Nous commençons le voyage en 1980 avec « La magicienne trahie », l’intemporel premier album de la série. Comme souvent à l’époque, les auteurs sont présentés à l’aide d’une mini-biographie qui nous apprend que Jean Van Hamme est capricorne (bêêê), et que Grzegorz Rosinski est lion (roaaar).
Un court résumé présente la première histoire d’une série toute neuve dont le troisième tome, publié auparavant dans l’hebdomadaire Tintin, est déjà annoncé. L’album est très beau mais il reste relativement rare, la BD franco-belge étant alors encore tournée vers les puissantes revues spécialisées qui assuraient sa diffusion auprès du grand public. On a tout de même droit à une belle couverture cartonnée qui affrontera plus hardiment le temps et les manipulations.

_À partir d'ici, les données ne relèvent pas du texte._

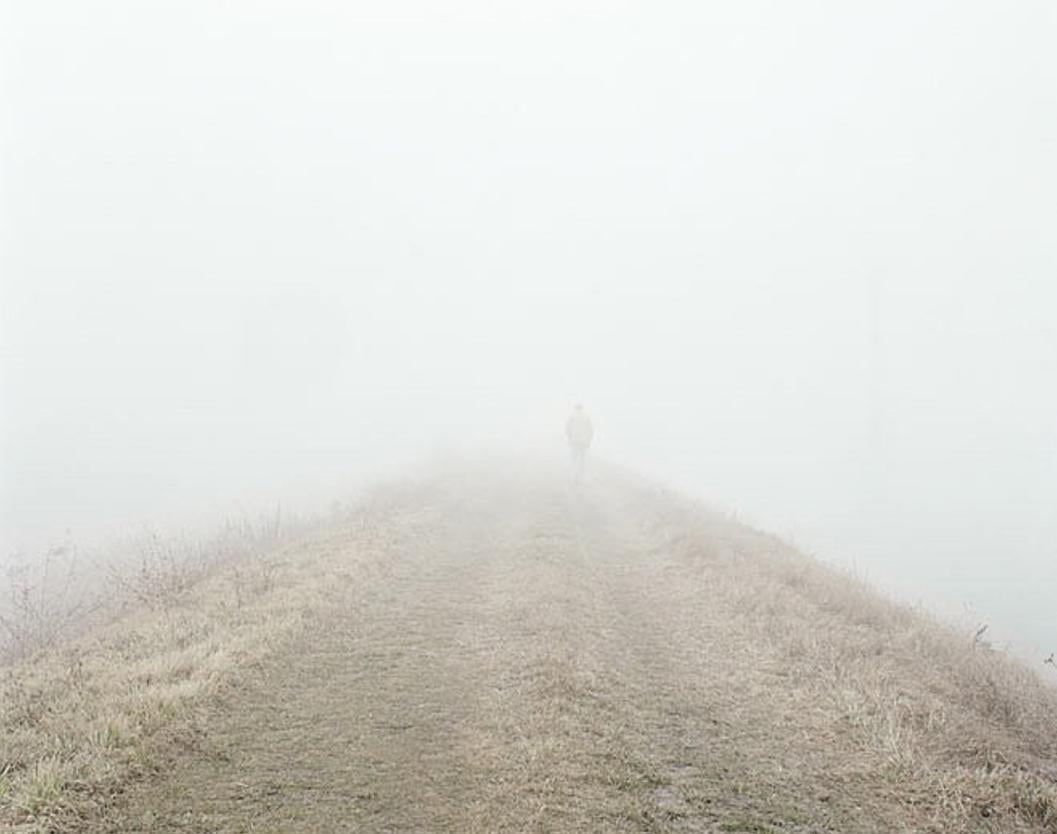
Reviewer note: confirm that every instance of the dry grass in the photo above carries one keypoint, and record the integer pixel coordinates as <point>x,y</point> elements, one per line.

Van Hamme est alors un auteur peu connu et Rosinski vit en Pologne. Thorgal et Aaricia sont jeunes et beaux !
La biographie est réécrite pour les tomes suivants, mais c’est surtout notre jeune couple qui évolue et gagne en maturité à partir du tome 14 « Aaricia » en 1989. La série est en pleine gloire et Jean Van Hamme, après le succès de la saga XIII, s’apprête à scénariser les aventures du jeune milliardaire Largo Winch. Rosinski vit en Belgique et va bientôt s’installer définitivement en Suisse.
L’éditeur et les auteurs sont fiers des nombreux prix remportés par Thorgal !
« Aaricia » est un recueil de quatre histoires publiées dans Super Tintin entre 1984 et 1988. Le tome 15 est annoncé, mais l’hebdo Tintin, tout comme son modèle de diffusion, est en train de s’éteindre et « Le maître des montagnes » sera publié directement en album. La fin d’une époque qui, du côté du Lombard, provoqua une mutation, un changement de modèle et quelques années de tâtonnement.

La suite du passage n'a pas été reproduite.